Fig. 3

Mechanism of action of PPH. (a) PTX (3 nM) and PPH (1 µM) induce rounding of MCF7 breast cancer cells 24h post-treatment. White arrows indicate the rounded cells. Each biological replicate is represented with a different symbol (N = 3) and each symbol is a technical replicate (n = 3). Statistical significance between groups was determined with Kruskall Wallis test and Dunn’s multiple comparisons test. (b) 24-h treatment with PTX (100 nM) or PPH (5 µM) induces a G2/M cell cycle arrest in MCF7 breast cancer cells. Bar plot represents mean ± SD of three biologically independent experiments. Statistical significance between groups was determined with one-way ANOVA and Tukey’s multiple comparisons test. (c,d) Volcano plot depicting the differentially abundant proteins in SKOV3 spheroids after 5-day treatment with PPH (1 µM) (c) or PTX (4 nM) (d) compared to vehicle control.
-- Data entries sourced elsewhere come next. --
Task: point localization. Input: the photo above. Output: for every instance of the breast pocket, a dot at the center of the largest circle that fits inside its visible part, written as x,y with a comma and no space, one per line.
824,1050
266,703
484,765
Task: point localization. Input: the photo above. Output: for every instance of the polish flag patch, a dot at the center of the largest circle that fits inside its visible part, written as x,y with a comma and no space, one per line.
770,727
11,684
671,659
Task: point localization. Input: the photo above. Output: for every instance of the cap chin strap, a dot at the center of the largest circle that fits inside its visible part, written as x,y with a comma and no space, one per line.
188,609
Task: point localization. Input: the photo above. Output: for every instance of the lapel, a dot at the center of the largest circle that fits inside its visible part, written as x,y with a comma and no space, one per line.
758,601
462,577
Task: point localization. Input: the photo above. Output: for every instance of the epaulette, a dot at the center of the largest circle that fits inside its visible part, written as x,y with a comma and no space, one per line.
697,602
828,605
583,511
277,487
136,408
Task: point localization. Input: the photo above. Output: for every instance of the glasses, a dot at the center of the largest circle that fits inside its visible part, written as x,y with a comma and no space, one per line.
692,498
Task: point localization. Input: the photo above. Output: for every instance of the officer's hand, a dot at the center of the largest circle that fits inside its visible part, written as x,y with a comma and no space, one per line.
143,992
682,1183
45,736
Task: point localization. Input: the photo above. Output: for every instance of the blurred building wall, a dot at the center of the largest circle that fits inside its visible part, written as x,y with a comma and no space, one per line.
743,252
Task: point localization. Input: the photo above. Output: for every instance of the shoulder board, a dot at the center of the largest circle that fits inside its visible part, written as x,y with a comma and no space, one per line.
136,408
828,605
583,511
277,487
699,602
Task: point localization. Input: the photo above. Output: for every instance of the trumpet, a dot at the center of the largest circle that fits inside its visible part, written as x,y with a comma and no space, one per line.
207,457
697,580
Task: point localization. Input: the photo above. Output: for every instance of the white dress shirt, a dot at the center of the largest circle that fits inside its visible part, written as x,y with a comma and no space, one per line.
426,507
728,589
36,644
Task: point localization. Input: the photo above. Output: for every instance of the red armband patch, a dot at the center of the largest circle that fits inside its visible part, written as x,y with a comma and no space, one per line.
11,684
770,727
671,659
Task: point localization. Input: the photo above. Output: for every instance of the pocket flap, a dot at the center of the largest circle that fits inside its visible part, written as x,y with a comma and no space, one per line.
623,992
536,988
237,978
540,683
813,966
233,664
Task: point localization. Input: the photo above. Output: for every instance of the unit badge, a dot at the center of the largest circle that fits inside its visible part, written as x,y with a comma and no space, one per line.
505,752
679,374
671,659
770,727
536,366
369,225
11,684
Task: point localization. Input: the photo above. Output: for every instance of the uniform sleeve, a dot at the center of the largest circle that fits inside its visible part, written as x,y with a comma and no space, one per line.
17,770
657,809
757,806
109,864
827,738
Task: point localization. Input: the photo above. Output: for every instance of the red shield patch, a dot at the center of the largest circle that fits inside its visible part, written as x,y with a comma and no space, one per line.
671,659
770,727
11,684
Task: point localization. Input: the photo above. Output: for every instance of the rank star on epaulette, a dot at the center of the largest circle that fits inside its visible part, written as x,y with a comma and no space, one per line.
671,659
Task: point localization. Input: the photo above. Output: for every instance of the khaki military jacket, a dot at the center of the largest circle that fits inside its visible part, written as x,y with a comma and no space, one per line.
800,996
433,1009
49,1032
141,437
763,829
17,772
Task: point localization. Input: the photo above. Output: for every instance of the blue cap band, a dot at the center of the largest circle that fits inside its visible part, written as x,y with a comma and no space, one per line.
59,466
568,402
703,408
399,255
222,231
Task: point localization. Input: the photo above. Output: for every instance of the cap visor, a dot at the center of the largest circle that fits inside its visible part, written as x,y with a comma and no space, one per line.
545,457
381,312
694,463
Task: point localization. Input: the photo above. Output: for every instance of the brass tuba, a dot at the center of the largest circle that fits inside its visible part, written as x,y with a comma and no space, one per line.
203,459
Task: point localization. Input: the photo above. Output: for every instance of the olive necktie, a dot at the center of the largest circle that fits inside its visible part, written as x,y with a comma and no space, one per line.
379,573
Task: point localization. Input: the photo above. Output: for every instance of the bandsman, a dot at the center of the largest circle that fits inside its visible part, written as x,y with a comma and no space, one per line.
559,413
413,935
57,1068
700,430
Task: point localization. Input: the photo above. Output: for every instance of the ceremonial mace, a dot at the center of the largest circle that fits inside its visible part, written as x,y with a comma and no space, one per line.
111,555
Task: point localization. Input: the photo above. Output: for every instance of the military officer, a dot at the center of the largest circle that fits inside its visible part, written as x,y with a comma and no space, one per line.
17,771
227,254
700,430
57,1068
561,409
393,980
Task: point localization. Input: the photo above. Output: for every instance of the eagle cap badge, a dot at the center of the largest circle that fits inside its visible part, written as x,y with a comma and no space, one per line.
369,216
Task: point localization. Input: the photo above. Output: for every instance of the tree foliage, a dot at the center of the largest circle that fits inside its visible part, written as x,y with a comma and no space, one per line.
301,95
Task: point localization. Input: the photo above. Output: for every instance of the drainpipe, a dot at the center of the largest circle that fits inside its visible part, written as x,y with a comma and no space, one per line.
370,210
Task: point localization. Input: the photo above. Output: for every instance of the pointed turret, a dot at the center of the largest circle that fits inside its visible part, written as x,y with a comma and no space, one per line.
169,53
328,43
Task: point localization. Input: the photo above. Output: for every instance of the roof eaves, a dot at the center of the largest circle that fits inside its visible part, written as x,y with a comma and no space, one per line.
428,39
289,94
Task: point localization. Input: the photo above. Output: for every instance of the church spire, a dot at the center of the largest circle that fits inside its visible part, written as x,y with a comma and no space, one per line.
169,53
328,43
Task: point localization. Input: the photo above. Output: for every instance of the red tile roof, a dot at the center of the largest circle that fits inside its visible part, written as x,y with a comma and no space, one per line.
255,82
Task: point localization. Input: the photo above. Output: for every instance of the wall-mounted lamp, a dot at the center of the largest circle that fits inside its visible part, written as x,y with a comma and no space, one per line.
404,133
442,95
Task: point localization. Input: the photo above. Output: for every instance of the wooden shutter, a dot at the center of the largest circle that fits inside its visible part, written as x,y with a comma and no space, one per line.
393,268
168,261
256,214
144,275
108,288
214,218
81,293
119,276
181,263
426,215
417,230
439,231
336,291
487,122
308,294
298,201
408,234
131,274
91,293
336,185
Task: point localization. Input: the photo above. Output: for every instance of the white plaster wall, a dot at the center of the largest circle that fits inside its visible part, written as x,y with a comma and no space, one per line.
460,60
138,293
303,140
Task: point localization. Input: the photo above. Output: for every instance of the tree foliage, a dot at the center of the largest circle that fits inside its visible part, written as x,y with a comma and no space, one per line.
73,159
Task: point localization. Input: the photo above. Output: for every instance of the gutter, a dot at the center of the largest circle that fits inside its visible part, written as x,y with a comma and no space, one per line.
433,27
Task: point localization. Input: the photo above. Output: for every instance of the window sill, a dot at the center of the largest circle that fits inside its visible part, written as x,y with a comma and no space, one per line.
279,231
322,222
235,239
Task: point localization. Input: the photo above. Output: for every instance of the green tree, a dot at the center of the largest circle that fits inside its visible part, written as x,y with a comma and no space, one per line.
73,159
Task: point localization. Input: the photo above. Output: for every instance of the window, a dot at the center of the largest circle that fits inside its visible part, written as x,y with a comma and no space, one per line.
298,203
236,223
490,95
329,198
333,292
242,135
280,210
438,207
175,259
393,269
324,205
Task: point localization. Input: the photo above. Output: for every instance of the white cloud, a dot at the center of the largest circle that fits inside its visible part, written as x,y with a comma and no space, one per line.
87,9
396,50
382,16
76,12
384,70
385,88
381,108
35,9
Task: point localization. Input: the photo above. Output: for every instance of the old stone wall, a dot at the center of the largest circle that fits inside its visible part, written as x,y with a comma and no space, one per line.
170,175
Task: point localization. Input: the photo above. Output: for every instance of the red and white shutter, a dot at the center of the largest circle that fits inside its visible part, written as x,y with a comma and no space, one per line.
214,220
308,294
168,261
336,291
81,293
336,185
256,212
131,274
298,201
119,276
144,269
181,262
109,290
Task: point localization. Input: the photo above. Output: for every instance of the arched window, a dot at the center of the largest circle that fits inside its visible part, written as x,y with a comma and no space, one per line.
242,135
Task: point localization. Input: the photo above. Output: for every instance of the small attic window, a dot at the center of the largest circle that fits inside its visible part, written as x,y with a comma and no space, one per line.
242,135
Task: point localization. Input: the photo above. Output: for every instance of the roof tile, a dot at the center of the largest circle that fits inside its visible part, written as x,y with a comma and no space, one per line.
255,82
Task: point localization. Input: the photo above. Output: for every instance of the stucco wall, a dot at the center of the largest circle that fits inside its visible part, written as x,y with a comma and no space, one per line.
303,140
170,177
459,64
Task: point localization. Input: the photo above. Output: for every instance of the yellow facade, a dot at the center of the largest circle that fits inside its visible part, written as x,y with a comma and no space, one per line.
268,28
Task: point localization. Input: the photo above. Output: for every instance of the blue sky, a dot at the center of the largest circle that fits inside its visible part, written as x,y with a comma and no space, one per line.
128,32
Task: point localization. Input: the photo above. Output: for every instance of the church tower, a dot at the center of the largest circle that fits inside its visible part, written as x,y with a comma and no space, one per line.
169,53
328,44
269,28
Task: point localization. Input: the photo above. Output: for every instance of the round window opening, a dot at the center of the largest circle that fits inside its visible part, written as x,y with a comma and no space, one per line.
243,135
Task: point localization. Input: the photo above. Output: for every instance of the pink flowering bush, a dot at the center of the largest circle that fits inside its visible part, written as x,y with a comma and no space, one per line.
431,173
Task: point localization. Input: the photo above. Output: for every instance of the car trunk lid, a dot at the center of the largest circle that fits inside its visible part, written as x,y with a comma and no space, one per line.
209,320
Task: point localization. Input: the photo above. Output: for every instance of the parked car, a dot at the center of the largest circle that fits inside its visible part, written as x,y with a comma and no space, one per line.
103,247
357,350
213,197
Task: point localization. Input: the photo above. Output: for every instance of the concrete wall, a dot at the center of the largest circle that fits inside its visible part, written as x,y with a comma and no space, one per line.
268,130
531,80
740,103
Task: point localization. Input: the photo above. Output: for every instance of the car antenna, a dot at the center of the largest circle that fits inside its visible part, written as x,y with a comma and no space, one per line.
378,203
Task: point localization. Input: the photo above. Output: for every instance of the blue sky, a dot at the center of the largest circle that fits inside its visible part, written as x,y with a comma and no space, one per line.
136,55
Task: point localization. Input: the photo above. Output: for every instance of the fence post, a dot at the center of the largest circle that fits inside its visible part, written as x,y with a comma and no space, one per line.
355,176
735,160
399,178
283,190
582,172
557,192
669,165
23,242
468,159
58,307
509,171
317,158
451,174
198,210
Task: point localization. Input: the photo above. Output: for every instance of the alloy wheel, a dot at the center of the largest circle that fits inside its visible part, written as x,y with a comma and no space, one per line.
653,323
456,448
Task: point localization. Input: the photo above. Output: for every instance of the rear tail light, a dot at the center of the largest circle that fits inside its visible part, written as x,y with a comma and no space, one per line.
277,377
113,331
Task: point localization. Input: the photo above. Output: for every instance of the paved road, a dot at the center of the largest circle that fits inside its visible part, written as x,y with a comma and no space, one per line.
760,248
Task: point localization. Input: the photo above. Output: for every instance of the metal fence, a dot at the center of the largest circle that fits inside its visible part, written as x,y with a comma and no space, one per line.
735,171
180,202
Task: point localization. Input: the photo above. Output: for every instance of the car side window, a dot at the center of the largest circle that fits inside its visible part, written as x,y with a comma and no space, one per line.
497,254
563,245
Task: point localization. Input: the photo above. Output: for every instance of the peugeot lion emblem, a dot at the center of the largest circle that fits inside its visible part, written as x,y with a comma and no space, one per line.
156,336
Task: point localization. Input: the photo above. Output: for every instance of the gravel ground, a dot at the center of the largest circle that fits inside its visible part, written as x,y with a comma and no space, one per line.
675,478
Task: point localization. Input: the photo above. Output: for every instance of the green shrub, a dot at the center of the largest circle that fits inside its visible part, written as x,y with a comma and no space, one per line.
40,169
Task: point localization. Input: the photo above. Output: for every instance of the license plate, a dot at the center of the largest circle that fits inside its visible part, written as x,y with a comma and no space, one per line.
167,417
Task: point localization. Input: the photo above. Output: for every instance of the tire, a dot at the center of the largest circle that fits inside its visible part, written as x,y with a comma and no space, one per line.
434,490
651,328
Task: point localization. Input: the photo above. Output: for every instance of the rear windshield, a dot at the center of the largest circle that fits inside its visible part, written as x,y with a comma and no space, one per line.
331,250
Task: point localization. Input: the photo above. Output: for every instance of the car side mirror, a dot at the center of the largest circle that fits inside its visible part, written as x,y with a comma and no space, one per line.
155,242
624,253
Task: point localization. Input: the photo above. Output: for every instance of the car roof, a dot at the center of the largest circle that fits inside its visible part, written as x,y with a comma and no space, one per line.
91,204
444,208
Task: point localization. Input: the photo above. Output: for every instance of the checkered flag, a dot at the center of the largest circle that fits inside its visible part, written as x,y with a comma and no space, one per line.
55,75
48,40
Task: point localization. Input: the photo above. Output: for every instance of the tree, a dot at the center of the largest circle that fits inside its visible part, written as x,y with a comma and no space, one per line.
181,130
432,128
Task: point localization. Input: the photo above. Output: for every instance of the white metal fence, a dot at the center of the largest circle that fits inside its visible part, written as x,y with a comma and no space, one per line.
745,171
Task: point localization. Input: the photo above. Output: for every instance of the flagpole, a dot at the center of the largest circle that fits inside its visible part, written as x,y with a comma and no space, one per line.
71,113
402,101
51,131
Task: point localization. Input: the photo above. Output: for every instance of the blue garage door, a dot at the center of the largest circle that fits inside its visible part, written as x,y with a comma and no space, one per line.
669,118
The vertical dotted red lines indicate a log₂ fold change > 1. The horizontal dotted red line indicates a p-value = 0.05 (log₁₀ adjusted p-value 1.30). Proteins are labelled with their corresponding gene names. Data are representative of the mean of six biological replicates (N = 6). (e) Graphs representing the upregulation of biological processes in vehicle treated spheroids versus PPH treated spheroids (top) or PPH treated spheroids versus vehicle treated spheroids (bottom) based on mass-spectometry assisted proteomics analysis and analysis with g:Profiler. (f,g) Heatmap of differentially regulated genes involved in cell cycling (GO: 0007049) (f) or microtubule-based processes (GO:0007017) (g) after PTX or PPH treatment versus vehicle control spheroids. (h) 24-h treatment with PTX (100 nM) or PPH (2.5 µm) of SKOV3 cells induces Lysine 40 acetylation (K40 Ac) of α-tubulin. GAPDH was used as loading control. Representative images from three biologically independent replicates are shown. Uncropped blots are shown in Supplementary Figure S5. Bar plot represents mean ± SD of three biologically independent experiments. Statistical significance between groups was determined with one-way ANOVA and Tukey’s multiple comparisons test. (i) Immunohistochemical K40 Ac of α-tubulin staining of ex vivo 4T1 tumor fragments after 5-day treatment with 100 nM PTX or 50 µM PPH. Levels of statistical significance are indicated as * P ≤ 0.05, ** P ≤ 0.01, *** P ≤ 0.001, **** P < 0.0001. DMSO was used as vehicle control.